“Sjögren’s [is] a wonderful example of a disease in transition and evolution,” says Frederick B. Vivino, MD, chief of rheumatology at Penn Presbyterian Medical Center and director of the Penn Sjögren’s Syndrome Center in Philadelphia. Dr. Vivino moderated a clinical symposium on Sjögren’s Syndrome (SS) at the 2009 ACR Annual Scientific Meeting in Philadelphia that brought together experts in dentistry, ophthalmology, and rheumatology about advances in diagnosis, treatment, and monitoring of this disease, as well as the burgeoning international collaborations to develop registries and disease activity indices.
Dryness Not Diagnostic
Although dry mouth and dry eyes are hallmark symptoms of SS, they are too nonspecific to be valuable in classification criteria, says leading Sjögren’s researcher Troy E. Daniels, DDS, MS, professor of oral pathology and pathology at the Schools of Dentistry and Medicine at the University of California, San Francisco. That’s because dryness of mucosal tissues can be attributed to a variety of other diseases and use of some medications. However, if clinicians are alert to indicators of salivary hypofunction, they can use these symptoms to steer them to the tests to be performed. Dental caries at the gingival margin, reduced or absent saliva pool in the floor of the mouth, reduced mucosal lubrication, and abnormal-appearing saliva expressed from the ducts are some of the intraoral indicators of salivary hypofunction. Signs of erythematous candidiasis are also common, characterized by loss of filiform papillae from the dorsal tongue, fissuring or erythema on the dorsal tongue, generalized patchy mucosal erythema, and angular cheilitis. Bilateral salivary gland enlargement may also be present.

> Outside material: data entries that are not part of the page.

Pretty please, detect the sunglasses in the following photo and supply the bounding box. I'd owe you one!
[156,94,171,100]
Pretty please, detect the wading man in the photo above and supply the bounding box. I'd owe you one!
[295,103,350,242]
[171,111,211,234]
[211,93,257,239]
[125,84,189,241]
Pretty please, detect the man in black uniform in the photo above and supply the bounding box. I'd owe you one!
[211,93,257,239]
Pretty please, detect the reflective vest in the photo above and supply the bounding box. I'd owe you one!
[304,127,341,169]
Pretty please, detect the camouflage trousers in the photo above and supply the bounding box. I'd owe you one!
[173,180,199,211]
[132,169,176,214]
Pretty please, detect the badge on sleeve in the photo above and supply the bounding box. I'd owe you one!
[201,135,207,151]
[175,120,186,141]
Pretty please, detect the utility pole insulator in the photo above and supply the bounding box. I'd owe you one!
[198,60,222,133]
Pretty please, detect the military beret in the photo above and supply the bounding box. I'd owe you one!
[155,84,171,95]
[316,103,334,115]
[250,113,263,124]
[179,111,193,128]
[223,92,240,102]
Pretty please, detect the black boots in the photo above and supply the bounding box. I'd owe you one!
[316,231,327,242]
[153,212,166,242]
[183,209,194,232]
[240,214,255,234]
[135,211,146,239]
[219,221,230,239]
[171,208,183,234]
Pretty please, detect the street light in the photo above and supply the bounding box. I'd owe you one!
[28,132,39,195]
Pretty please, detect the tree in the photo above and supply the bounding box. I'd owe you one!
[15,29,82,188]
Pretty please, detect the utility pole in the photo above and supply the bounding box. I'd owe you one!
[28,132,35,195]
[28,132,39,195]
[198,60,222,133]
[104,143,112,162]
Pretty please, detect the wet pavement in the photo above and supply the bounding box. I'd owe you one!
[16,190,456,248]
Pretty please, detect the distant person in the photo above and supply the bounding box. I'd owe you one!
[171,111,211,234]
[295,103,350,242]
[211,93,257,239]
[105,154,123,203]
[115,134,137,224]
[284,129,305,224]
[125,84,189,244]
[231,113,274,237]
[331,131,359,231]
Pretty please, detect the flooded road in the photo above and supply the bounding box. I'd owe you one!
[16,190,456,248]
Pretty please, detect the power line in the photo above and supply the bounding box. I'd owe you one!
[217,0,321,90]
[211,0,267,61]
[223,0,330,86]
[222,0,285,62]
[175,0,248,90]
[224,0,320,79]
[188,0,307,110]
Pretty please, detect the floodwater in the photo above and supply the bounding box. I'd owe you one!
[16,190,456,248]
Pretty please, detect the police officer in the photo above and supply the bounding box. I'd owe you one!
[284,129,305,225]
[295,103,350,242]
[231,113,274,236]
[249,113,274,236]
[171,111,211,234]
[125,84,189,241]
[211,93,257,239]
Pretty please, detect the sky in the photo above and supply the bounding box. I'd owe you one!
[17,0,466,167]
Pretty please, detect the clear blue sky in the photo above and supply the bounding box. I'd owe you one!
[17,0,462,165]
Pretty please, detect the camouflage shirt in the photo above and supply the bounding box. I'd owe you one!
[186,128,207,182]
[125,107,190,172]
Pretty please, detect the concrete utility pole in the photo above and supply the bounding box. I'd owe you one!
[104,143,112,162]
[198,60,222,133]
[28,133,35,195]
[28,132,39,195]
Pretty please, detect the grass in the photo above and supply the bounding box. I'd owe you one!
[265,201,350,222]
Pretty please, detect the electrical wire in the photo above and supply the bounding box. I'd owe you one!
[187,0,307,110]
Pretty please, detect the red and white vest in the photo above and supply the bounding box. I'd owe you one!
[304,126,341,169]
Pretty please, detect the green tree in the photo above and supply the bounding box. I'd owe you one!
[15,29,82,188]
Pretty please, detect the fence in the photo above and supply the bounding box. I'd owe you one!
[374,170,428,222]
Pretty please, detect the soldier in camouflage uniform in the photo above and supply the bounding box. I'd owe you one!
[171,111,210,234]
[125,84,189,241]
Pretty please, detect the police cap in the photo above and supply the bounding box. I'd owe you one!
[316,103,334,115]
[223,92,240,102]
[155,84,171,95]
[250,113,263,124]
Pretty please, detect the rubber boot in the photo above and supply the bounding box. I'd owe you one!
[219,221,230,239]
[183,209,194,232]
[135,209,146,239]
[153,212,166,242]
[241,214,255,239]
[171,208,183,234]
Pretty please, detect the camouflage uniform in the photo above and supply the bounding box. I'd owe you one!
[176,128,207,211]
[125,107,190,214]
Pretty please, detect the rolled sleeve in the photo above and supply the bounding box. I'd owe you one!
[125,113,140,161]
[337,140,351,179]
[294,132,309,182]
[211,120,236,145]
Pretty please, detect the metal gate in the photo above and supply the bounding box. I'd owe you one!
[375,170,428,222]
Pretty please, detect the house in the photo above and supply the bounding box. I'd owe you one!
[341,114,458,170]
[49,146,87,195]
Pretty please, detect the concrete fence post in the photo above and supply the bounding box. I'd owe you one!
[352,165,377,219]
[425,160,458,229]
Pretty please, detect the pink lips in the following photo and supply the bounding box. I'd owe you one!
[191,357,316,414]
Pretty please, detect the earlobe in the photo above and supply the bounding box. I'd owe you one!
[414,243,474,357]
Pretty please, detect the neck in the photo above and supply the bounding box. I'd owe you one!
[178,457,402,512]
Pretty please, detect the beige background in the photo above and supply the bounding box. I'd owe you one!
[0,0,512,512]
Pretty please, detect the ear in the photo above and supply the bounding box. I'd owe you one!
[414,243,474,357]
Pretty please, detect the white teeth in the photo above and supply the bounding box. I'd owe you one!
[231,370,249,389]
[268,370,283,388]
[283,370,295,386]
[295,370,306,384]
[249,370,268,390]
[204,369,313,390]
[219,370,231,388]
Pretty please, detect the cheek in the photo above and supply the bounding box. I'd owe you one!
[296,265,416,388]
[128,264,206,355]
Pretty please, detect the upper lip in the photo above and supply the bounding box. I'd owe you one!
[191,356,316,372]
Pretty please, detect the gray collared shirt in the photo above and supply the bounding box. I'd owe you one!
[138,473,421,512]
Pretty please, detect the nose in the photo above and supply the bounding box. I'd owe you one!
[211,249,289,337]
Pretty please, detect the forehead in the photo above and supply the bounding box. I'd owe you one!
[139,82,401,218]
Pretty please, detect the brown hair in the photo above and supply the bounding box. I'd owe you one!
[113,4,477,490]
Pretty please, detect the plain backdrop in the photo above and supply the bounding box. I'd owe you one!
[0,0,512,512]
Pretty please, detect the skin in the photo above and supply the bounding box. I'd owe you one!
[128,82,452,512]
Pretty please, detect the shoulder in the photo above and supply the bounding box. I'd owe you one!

In addition to the battery of standard blood tests (antinuclear antibodies, rheumatoid factor, erythrocyte sedimentation rate, and immunoglobins), the oral/salivary tests include measuring salivary flow, conducting salivary gland imaging, and doing salivary gland biopsies. However, none of these tests are yet diagnostically specific to Sjögren’s.
Efforts to develop standardized classification criteria have taken a leap forward since establishment of the Sjögren’s International Collaborative Clinical Alliance (SICCA). Dr. Daniels is SICCA co-director and reports that its National Institutes of Health funding was recently renewed until 2013. SICCA is made up of over 75 specialists from related disciplines and has launched an international registry to pool collection of data. Information about the registry, downloadable standard operating procedures for oral/salivary, rheumatologic, and eye examinations and baseline questionnaires used in the registry are available on the SICCA website at http://sicca.ucsf.edu. The growing cohort now includes more than 1,600 individuals. What the SICCA efforts are revealing is that no one symptom, sign, or test definitively defines Sjögren’s. For example, about 70% of Sjögren’s patients are positive for SS-A and 40% for SS-B, the marker antibodies for the disease. In the SICCA cohort, dry mouth or dry eyes were not associated with positive serum SS-A and -B. However, a combination of a focus score of greater than 1 on labial salivary gland biopsy, positive serum for SS-A and -B, and ocular staining are strongly associated with each other and form, says Dr. Daniels, “the core of what we now think of as Sjögren’s syndrome.”